In a celebration of fine craftsmanship and traditional Japanese artistry, Lexus has created the world’s first tattooed car. This strictly one-of-a-kind Lexus UX SUV has been designed and created by leading London tattoo artist Claudia De Sabe.*
Using a pure white car as her “canvas” and a Dremel drill tool in place of a fine tattooing needle, Claudia produced a sweeping design featuring koi carp along the entire length of the vehicle. The koi is a motif familiar from traditional Japanese art, representing qualities of good fortune and perseverance.
The Dremel tool was used to drill away the surface paint and expose the metal underneath to create the complex pattern, and then applied five liters of genuine Lexus car paint by hand to bring out the details. As a finishing touch, she used gold leaf to create highlights and give the design a stronger 3D effect, before the whole vehicle was given a protective lacquer coating so that it can be driven on the road.
Watch the World's First Tattooed Car
It was the first time Claudia had applied her skills to metal rather than human skin and she found both similarities and new challenges in the unique commission.
“When you tattoo a person, you have to think about the muscles and tissue beneath the skin.
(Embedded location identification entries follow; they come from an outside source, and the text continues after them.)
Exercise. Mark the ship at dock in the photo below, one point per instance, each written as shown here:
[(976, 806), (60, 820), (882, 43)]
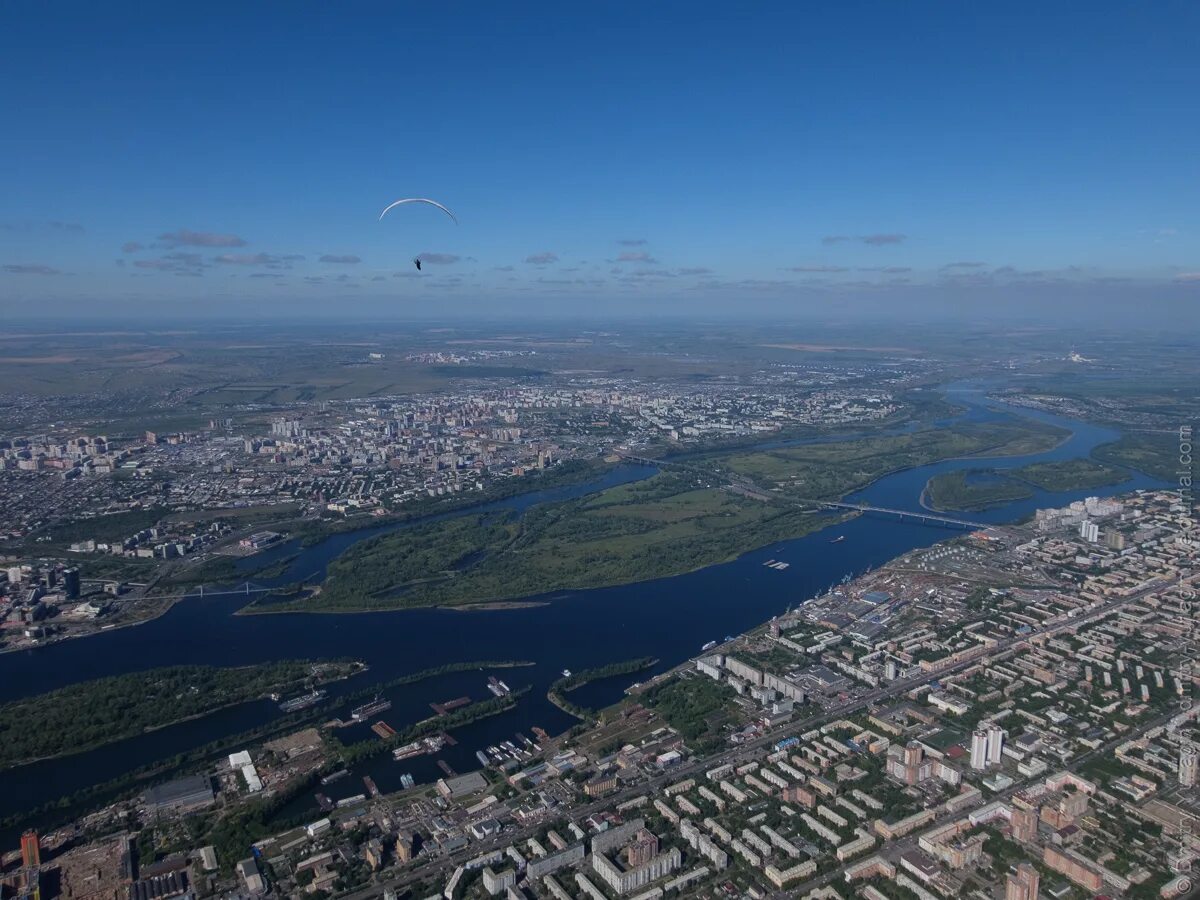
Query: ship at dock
[(367, 709), (304, 701), (419, 748), (508, 751)]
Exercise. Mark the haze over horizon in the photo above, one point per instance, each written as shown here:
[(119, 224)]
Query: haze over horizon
[(863, 161)]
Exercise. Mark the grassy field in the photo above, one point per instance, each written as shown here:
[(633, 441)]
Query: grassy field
[(957, 491), (831, 471), (1071, 474), (664, 526)]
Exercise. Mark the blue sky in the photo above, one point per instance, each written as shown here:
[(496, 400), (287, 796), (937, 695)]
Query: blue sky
[(621, 157)]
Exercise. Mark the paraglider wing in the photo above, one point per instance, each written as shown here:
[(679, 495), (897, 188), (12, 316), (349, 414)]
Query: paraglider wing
[(418, 199)]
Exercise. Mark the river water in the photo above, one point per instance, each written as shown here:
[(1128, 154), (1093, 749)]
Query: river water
[(667, 618)]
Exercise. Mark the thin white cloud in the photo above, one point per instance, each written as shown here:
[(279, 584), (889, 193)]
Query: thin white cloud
[(201, 239)]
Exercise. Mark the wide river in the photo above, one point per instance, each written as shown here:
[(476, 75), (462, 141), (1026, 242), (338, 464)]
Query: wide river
[(669, 619)]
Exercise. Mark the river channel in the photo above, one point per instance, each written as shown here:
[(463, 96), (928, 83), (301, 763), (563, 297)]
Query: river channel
[(667, 618)]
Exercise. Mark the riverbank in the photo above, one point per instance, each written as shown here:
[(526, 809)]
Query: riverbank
[(564, 685), (667, 618), (91, 714)]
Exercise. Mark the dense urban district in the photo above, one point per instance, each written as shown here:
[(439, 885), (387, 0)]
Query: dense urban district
[(1006, 712)]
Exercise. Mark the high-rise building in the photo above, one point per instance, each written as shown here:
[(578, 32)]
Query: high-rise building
[(71, 583), (1188, 768), (995, 744), (643, 849), (912, 754), (1023, 883), (978, 749), (30, 850), (1025, 825)]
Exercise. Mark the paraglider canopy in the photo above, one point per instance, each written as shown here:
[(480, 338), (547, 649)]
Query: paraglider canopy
[(418, 199)]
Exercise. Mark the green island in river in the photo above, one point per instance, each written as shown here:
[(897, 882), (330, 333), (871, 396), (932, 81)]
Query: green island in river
[(675, 522), (89, 714), (969, 490), (564, 685)]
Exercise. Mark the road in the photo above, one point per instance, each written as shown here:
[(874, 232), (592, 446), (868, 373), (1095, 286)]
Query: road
[(442, 867)]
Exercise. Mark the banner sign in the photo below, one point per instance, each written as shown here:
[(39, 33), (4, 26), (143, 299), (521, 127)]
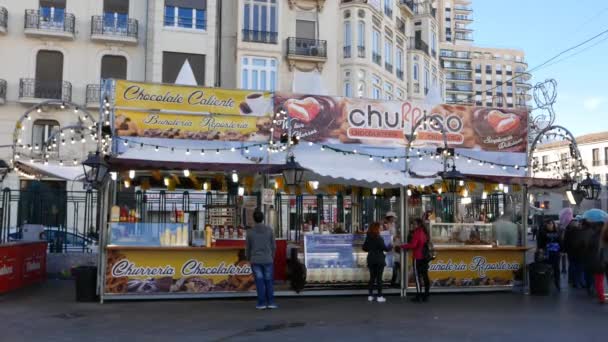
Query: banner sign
[(462, 268), (220, 127), (149, 96), (326, 119), (177, 271)]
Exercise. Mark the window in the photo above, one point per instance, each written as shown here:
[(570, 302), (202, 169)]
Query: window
[(596, 156), (42, 131), (260, 21), (388, 55), (376, 47), (49, 75), (259, 73), (376, 90), (348, 89), (114, 67), (361, 38), (388, 91), (183, 68), (186, 14), (347, 39)]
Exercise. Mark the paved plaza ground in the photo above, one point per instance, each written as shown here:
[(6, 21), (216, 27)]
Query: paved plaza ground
[(48, 312)]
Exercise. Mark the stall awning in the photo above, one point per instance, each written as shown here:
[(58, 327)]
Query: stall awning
[(51, 170), (357, 170), (216, 156)]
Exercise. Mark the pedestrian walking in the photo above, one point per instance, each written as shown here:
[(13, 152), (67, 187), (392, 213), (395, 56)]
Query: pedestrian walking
[(592, 225), (417, 245), (571, 226), (549, 242), (260, 251), (376, 261)]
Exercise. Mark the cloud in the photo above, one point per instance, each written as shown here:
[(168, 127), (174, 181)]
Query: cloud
[(593, 103)]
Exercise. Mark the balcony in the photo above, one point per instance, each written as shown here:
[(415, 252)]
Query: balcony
[(2, 91), (407, 6), (419, 44), (400, 74), (92, 95), (33, 91), (110, 28), (361, 51), (307, 51), (376, 58), (3, 20), (58, 25), (388, 67), (346, 51), (263, 37)]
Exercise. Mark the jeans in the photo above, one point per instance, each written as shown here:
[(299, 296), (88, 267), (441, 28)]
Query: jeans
[(375, 278), (264, 283), (421, 270)]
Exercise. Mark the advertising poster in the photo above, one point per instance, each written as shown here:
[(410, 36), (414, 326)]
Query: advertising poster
[(219, 127), (473, 268), (177, 271), (334, 120), (148, 96)]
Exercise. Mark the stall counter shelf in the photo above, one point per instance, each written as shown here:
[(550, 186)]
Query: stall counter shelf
[(468, 259)]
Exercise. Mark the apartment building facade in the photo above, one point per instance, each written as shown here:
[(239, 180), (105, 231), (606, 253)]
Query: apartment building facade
[(551, 160), (488, 77)]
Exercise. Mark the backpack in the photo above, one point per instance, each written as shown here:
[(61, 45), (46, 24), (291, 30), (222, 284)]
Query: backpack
[(428, 251)]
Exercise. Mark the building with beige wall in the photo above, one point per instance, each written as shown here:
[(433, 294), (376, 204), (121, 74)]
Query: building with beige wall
[(489, 77)]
With the car it was about the way the bodywork changes shape over the framework,” said Claudia, who was assisted in her work by her Japanese-born husband Yutaro.
Watch the Making of the World's First Tattooed Car
The process took six months to complete from the initial drawings, with the “tattooing” accomplished over five eight-hour days of intensive work. It was physically demanding, with the vibration of the drill and working with an object that, unlike a human customer, couldn’t be moved into a comfortable position as the design progressed. Where any small slips in a human tattoo can quite easily be worked or coloured into the pattern, the “engraving” with the drill required absolute precision.
The tattooed car stands as a tribute to the takumi craftsmanship that is applied to every Lexus, witnessed in design details and flawless finishes achieved with human skills perfected through years of dedicated training. Similarly, Lexus embraces traditional Japanese aesthetics in its vehicle designs, in elements such as the UX’s washi paper-grain cabin trims and the seamless merging of the interior and exterior through the front screen, echoing the engawa architectural features of Japanese homes.